G20 set to back OECD global tax avoidance plan

OECD chief Angel Gurria on Saturday handed the G20 recommendations on the biggest changes to international tax rules in more than a century in a bid to tackle corporate tax strategies that are costing countries billions.

Cairns: OECD chief Angel Gurria on Saturday handed the G20 recommendations on the biggest changes to international tax rules in more than a century in a bid to tackle corporate tax strategies that are costing countries billions.

The secretary-general said the plan, which seeks to close international loopholes used by multinational firms to avoid paying large amounts of tax, was "the most prominent step towards the modernisation of the international tax system in a hundred years".

Gurria revealed that global efforts to crack down on tax avoidance had already identified 37 billion euros (US$53 billion) from voluntary disclosure programmes involving 24 countries over five years, adding that "more will come".

The project "is about tackling aggressive practices which erode the tax base and artificially shift corporate profits to low- or no-tax jurisdictions", he said at the G20 meeting of finance ministers and central bankers in the Australian city of Cairns.

"These are places where there is no link between the profit generated and the underlying value-creating activity."

Australian Treasurer Joe Hockey, who is chairing the G20 meeting, said he hoped the member nations would issue a formal statement to "get on with it" in implementing the action plan, such as introducing new legislation.

The first recommendations of the Base Erosion and Profit Shifting Project (BEPS) has seven goals that would help to ensure companies pay tax in the countries where they generate income.

They were compiled by 44 countries, including all the Group of 20 members, Gurria said.
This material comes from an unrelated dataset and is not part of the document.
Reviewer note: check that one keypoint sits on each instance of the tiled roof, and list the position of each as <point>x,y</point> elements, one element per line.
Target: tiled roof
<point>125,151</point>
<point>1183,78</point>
They include proposals on closing loopholes that allow for the abuse of tax treaties and to neutralise the "cash boxes" of multinational businesses kept offshore in low-tax jurisdictions, which Gurria estimated at about US$2.0 trillion.

They also seek to address the impact of the digital economy on tax issues.

Multinational firms, including digital giants such as Apple and Google, have been accused by countries of using tax strategies that minimise their payments.

"Right now there is a unifying criteria -- everybody needs the money. We`re short," Gurria said as he acknowledged the impact of the tax revenue shortfall on countries still struggling to recover from the global financial crisis.

The two-day G20 meeting in Cairns ends on Sunday.